Three days after the government stared down WhatsApp, asking it to follow the law and set up an India entity, correspondence between the two reveals the company already exists, in Hyderabad’s HITEC City, as WhatsApp Application Services Private Limited.
In fact, FactorDaily had reported its existence eight months ago in January.
The correspondence, made available in response to an RTI (Right to Information) application by MediaNama, also reveals that WhatsApp baulked at the government’s demand to trace messages, citing privacy and freedom of expression.
On Tuesday, the government had said WhatsApp needs to find solutions to deal with sinister developments like mob lynching and revenge porn.
“It does not take rocket science to locate a message being circulated in hundreds and thousands... (WhatsApp) must have a mechanism to find a solution,” Union minister for electronics and information technology Ravi Shankar Prasad had then said.
In the correspondence, WhatsApp also said it was stepping up “integrity efforts” ahead of general elections in 2019. “During the recent Karnataka elections, we detected dozens of WhatsApp accounts engaged in spammy behaviour — all of which we banned,” it said. The Washington Post had reported the ban in July.
Already, there are allegations that Cambridge Analytica used personal information harvested from 87 million Facebook accounts to help Donald Trump win the 2016 US presidential election. Cambridge Analytica has denied using any data of Indians, but that contradicts information received from Facebook. The Central Bureau of Investigation is probing the case.
In another development, The Economic Times on Friday reported, citing people, that WhatsApp is looking at other countries to launch payment services, with the messaging app finding Google and others getting unfair advantage.
The government had told WhatsApp on Tuesday it must store data in India as a pre-condition to starting its digital payments service.
In June, the electronics and infotech ministry had sent a letter to the National Payments Corporation of India (NPCI) — the government body for retail payments — seeking details about how WhatsApp plans to store data for its payments feature. The letter was written just after WhatsApp's parent Facebook was embroiled in the Cambridge Analytica scam.

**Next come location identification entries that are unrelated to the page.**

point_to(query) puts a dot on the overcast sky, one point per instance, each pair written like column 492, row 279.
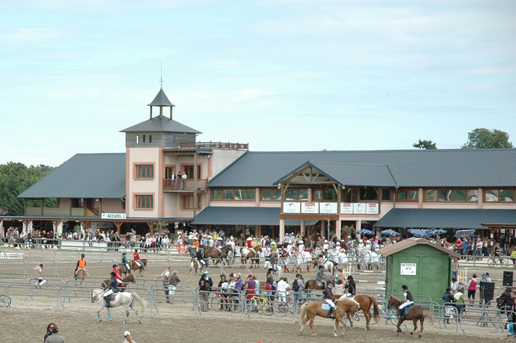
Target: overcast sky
column 279, row 75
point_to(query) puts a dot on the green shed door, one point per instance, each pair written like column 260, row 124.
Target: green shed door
column 436, row 276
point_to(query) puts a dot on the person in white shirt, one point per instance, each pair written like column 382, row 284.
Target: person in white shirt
column 282, row 290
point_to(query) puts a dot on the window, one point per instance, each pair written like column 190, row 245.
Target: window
column 216, row 194
column 271, row 194
column 188, row 202
column 499, row 195
column 368, row 194
column 386, row 194
column 145, row 171
column 407, row 195
column 189, row 171
column 451, row 195
column 168, row 172
column 144, row 201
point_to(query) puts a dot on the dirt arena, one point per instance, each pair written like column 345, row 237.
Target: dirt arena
column 26, row 321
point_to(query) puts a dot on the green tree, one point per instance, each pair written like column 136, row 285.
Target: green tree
column 487, row 139
column 425, row 144
column 14, row 179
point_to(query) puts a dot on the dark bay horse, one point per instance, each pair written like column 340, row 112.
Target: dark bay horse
column 135, row 266
column 123, row 285
column 312, row 309
column 367, row 302
column 251, row 254
column 417, row 313
column 217, row 254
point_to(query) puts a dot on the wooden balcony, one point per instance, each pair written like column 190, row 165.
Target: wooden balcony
column 184, row 185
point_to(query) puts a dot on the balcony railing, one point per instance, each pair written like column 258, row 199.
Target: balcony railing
column 216, row 145
column 184, row 185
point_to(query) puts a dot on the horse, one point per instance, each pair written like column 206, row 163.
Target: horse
column 123, row 285
column 217, row 254
column 121, row 299
column 251, row 254
column 312, row 309
column 80, row 274
column 416, row 313
column 135, row 266
column 366, row 302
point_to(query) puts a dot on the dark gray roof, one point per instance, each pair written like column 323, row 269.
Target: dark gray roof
column 161, row 99
column 445, row 219
column 243, row 216
column 160, row 124
column 352, row 174
column 409, row 168
column 83, row 176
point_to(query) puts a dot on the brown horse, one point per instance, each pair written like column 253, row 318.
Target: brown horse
column 80, row 274
column 251, row 254
column 123, row 285
column 312, row 309
column 366, row 302
column 217, row 254
column 134, row 266
column 417, row 313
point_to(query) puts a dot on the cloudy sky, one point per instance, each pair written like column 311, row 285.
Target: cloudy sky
column 280, row 75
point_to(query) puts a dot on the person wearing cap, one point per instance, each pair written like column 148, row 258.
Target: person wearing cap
column 111, row 287
column 125, row 263
column 81, row 264
column 205, row 285
column 166, row 275
column 128, row 339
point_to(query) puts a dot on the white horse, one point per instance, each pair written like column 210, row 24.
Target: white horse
column 125, row 299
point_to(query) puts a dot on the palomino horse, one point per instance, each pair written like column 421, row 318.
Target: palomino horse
column 251, row 254
column 123, row 285
column 135, row 266
column 121, row 299
column 80, row 274
column 217, row 254
column 366, row 302
column 312, row 309
column 416, row 313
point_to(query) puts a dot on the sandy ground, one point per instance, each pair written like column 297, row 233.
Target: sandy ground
column 26, row 321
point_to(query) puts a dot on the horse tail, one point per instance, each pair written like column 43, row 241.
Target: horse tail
column 302, row 314
column 142, row 302
column 429, row 315
column 376, row 310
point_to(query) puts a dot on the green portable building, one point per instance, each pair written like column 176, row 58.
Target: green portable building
column 423, row 266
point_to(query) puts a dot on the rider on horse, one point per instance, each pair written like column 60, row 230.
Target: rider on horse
column 112, row 287
column 81, row 264
column 118, row 277
column 330, row 299
column 125, row 262
column 409, row 300
column 319, row 276
column 137, row 259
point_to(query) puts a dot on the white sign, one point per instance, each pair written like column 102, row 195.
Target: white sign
column 407, row 269
column 291, row 207
column 372, row 208
column 359, row 208
column 310, row 207
column 113, row 216
column 329, row 207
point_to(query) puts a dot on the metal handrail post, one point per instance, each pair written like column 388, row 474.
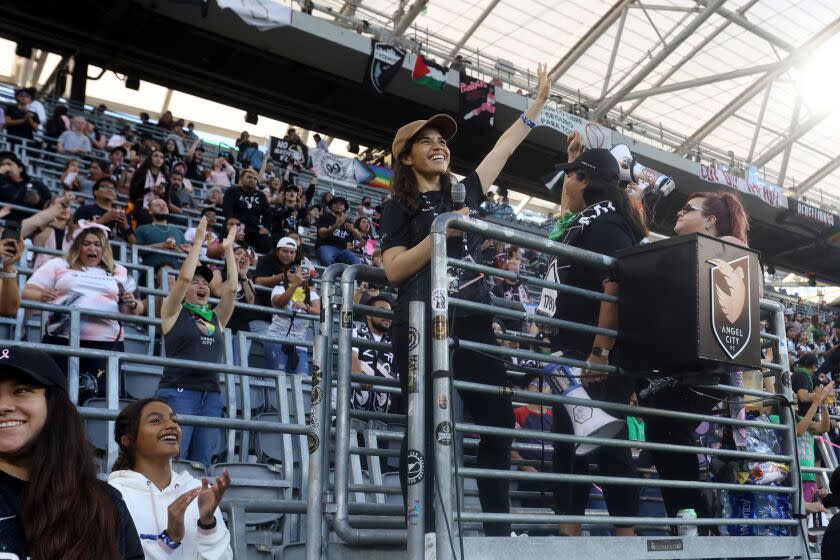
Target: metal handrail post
column 73, row 366
column 341, row 520
column 786, row 416
column 441, row 389
column 415, row 431
column 113, row 398
column 318, row 438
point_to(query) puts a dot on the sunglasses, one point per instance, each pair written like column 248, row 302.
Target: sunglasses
column 688, row 208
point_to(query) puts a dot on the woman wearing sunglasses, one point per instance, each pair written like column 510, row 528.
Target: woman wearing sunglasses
column 719, row 215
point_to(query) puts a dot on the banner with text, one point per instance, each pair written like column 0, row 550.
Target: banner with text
column 813, row 213
column 769, row 193
column 593, row 135
column 333, row 167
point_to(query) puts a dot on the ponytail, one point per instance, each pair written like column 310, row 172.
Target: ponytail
column 726, row 207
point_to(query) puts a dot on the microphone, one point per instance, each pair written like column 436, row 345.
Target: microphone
column 459, row 195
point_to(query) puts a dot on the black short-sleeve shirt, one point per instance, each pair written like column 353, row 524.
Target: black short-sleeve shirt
column 401, row 227
column 605, row 234
column 801, row 379
column 339, row 237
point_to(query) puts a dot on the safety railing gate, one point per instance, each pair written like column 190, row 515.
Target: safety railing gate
column 448, row 497
column 330, row 508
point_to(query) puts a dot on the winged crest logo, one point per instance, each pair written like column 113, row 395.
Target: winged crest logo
column 730, row 295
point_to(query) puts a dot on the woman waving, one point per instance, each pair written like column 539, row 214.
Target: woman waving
column 194, row 331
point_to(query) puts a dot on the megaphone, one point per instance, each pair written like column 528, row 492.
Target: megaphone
column 587, row 421
column 634, row 172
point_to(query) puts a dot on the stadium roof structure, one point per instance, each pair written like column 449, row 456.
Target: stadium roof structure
column 738, row 82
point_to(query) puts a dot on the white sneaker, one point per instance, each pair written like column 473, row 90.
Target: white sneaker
column 430, row 546
column 521, row 535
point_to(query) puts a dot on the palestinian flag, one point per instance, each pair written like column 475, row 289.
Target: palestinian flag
column 429, row 74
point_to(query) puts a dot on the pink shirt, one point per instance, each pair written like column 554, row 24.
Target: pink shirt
column 89, row 288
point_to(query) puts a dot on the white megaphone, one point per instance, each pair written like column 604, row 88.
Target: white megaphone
column 587, row 421
column 634, row 172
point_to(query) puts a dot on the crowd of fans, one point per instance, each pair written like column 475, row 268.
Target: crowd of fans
column 272, row 233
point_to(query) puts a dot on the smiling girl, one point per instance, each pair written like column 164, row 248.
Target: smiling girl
column 176, row 515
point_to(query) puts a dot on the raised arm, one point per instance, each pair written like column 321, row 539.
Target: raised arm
column 171, row 306
column 224, row 309
column 493, row 163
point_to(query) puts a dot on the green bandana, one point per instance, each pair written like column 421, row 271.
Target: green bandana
column 561, row 225
column 202, row 311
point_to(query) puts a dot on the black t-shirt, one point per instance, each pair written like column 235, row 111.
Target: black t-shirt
column 193, row 338
column 13, row 541
column 284, row 218
column 599, row 229
column 403, row 228
column 339, row 237
column 801, row 379
column 28, row 192
column 23, row 130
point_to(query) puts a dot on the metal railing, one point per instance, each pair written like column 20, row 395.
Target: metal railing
column 448, row 514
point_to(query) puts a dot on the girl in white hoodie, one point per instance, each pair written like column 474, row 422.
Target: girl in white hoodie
column 176, row 515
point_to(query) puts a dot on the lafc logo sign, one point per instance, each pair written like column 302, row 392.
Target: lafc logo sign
column 730, row 295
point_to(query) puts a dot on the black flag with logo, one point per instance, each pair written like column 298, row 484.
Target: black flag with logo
column 385, row 61
column 477, row 103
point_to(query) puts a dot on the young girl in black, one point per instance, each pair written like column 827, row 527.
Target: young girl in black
column 422, row 184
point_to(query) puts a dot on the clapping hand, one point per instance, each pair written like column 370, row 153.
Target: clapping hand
column 574, row 145
column 229, row 240
column 210, row 496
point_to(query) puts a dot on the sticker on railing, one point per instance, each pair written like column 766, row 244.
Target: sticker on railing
column 443, row 402
column 413, row 338
column 415, row 512
column 416, row 466
column 443, row 433
column 439, row 300
column 664, row 545
column 313, row 442
column 439, row 327
column 412, row 373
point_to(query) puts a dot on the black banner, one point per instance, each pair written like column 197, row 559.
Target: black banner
column 477, row 103
column 813, row 213
column 285, row 151
column 384, row 63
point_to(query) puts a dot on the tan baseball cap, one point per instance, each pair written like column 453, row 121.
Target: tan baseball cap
column 444, row 123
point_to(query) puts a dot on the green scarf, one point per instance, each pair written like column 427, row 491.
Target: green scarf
column 202, row 311
column 561, row 225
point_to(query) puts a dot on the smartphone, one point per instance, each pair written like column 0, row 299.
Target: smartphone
column 11, row 230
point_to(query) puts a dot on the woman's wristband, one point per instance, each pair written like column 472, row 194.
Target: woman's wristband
column 207, row 527
column 528, row 122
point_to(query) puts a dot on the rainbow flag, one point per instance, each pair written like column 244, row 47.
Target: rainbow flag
column 372, row 175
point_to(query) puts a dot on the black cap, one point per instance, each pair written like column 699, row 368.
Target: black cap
column 204, row 271
column 35, row 364
column 340, row 199
column 597, row 163
column 807, row 360
column 12, row 156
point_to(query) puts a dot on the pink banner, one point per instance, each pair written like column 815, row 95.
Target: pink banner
column 771, row 194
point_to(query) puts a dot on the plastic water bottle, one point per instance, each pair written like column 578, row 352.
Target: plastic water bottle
column 687, row 530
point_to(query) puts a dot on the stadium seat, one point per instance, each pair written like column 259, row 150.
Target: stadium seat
column 254, row 482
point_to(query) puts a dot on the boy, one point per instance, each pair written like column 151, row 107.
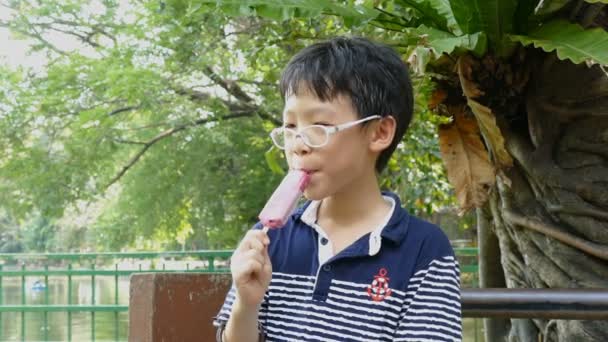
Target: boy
column 350, row 264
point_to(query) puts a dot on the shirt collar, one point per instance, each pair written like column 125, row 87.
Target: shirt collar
column 394, row 229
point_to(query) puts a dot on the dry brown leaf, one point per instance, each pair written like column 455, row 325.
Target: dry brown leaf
column 491, row 133
column 466, row 160
column 465, row 68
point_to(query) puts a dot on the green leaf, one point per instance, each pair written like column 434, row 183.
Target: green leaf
column 546, row 7
column 495, row 18
column 438, row 11
column 286, row 9
column 443, row 42
column 570, row 41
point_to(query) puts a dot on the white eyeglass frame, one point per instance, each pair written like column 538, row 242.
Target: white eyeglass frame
column 329, row 130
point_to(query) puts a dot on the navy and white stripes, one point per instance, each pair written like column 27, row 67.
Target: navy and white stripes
column 408, row 289
column 428, row 311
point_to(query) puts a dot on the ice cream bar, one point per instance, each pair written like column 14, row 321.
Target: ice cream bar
column 284, row 199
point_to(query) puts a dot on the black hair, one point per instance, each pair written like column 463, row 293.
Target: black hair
column 371, row 74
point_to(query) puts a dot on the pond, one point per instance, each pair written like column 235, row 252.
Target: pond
column 81, row 327
column 57, row 327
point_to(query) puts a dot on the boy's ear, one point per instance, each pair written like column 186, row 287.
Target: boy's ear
column 383, row 133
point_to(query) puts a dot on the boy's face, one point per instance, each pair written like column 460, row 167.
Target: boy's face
column 338, row 165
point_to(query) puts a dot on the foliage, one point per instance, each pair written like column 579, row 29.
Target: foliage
column 163, row 110
column 162, row 115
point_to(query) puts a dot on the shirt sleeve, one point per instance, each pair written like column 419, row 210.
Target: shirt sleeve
column 431, row 310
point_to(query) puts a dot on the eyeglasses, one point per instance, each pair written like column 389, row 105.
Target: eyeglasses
column 313, row 135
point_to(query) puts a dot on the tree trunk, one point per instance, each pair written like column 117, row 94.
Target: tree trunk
column 490, row 272
column 550, row 210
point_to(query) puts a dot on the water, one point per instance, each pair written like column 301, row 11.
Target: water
column 57, row 327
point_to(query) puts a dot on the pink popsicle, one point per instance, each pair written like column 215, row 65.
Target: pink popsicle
column 284, row 199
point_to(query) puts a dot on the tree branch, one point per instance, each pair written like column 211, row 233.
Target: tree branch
column 598, row 214
column 235, row 90
column 166, row 134
column 558, row 233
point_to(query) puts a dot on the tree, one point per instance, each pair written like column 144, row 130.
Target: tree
column 154, row 122
column 524, row 85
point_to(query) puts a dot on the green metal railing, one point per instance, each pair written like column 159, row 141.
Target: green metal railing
column 62, row 265
column 69, row 271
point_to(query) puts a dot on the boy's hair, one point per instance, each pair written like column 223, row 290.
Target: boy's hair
column 372, row 75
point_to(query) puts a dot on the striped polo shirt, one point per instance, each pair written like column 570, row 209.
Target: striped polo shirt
column 400, row 282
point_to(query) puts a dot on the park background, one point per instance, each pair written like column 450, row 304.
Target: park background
column 143, row 126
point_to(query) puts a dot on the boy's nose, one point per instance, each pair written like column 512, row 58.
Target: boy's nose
column 299, row 147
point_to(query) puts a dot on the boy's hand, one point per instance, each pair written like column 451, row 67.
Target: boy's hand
column 251, row 268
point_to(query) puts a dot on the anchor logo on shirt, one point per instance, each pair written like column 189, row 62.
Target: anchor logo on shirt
column 379, row 290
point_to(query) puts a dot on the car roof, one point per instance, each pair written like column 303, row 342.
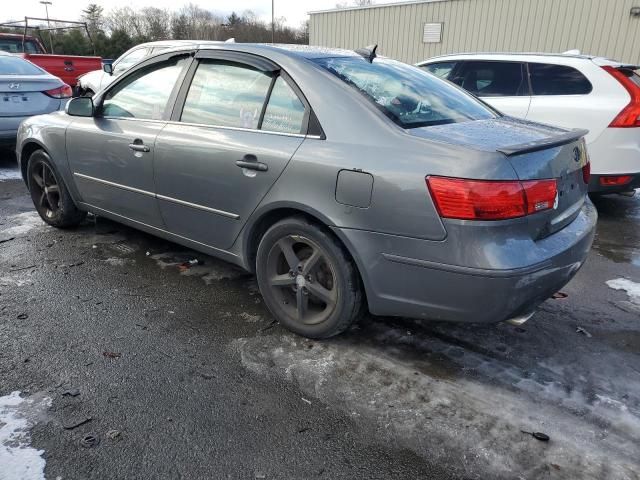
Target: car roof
column 518, row 55
column 291, row 50
column 17, row 36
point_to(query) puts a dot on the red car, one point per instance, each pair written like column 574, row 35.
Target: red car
column 66, row 67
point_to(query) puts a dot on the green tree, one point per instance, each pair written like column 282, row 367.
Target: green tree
column 94, row 17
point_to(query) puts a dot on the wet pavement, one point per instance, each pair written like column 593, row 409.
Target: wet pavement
column 180, row 371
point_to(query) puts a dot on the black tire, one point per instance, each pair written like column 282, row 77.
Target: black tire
column 49, row 193
column 328, row 298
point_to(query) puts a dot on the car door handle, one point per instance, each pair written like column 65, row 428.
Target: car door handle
column 251, row 162
column 139, row 147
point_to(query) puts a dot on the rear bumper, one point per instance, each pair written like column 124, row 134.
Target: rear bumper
column 400, row 285
column 616, row 151
column 595, row 185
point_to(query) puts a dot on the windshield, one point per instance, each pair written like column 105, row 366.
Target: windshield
column 407, row 95
column 14, row 45
column 17, row 66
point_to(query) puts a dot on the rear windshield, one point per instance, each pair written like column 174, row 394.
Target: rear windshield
column 14, row 45
column 407, row 95
column 17, row 66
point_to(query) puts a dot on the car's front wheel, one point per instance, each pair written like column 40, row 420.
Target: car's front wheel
column 307, row 280
column 49, row 193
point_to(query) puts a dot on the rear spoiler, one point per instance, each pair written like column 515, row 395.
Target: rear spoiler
column 627, row 67
column 555, row 141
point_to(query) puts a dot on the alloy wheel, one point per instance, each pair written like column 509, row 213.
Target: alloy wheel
column 45, row 190
column 302, row 279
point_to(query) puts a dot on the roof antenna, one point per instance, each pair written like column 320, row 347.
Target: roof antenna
column 368, row 52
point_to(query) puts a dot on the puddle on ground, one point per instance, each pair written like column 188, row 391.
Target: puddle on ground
column 21, row 224
column 209, row 270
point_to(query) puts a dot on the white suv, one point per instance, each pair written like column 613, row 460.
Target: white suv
column 568, row 90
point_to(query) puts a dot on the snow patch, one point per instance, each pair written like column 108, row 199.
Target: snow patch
column 435, row 410
column 18, row 415
column 632, row 288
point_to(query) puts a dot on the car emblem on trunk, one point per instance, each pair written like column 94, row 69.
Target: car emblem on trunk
column 577, row 154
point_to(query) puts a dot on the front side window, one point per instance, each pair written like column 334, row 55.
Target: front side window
column 145, row 93
column 492, row 79
column 549, row 79
column 226, row 94
column 441, row 70
column 14, row 45
column 285, row 111
column 407, row 95
column 130, row 59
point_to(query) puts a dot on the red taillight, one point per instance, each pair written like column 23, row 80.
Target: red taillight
column 60, row 92
column 630, row 116
column 586, row 172
column 490, row 200
column 615, row 180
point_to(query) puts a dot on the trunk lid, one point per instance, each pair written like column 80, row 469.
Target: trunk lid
column 535, row 152
column 21, row 95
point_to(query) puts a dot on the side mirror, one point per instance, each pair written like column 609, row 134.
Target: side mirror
column 80, row 107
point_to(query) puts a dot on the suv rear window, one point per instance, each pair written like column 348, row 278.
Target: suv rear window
column 407, row 95
column 17, row 66
column 549, row 79
column 492, row 79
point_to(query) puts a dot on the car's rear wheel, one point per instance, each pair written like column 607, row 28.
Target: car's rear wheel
column 308, row 281
column 49, row 193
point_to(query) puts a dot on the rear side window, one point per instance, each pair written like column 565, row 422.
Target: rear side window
column 549, row 79
column 285, row 111
column 17, row 66
column 442, row 69
column 130, row 59
column 144, row 94
column 226, row 94
column 492, row 79
column 407, row 95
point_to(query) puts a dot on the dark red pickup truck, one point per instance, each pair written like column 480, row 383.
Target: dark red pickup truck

WhatsApp had triggered a controversy when it launched the beta version of the payments service in February.
Vijay Shekhar Sharma, founder and chief executive of One97 Communications Ltd, which runs digital wallet Paytm, suggested that NPCI had bent the rules to suit WhatsApp.
“Facebook is openly colonising our payment system and is customising Unified Payments Interface (UPI) to its benefit,” Sharma had been quoted as saying by The Economic Times.
In response, NPCI had said WhatsApp would have to abide by all guidelines before the final version of its payments feature rolls out.
WhatsApp has a user base in India of more than 200 million. Its payments feature, when and if it rolls out, would offer direct competition to Paytm's wallet and Google's Tez service.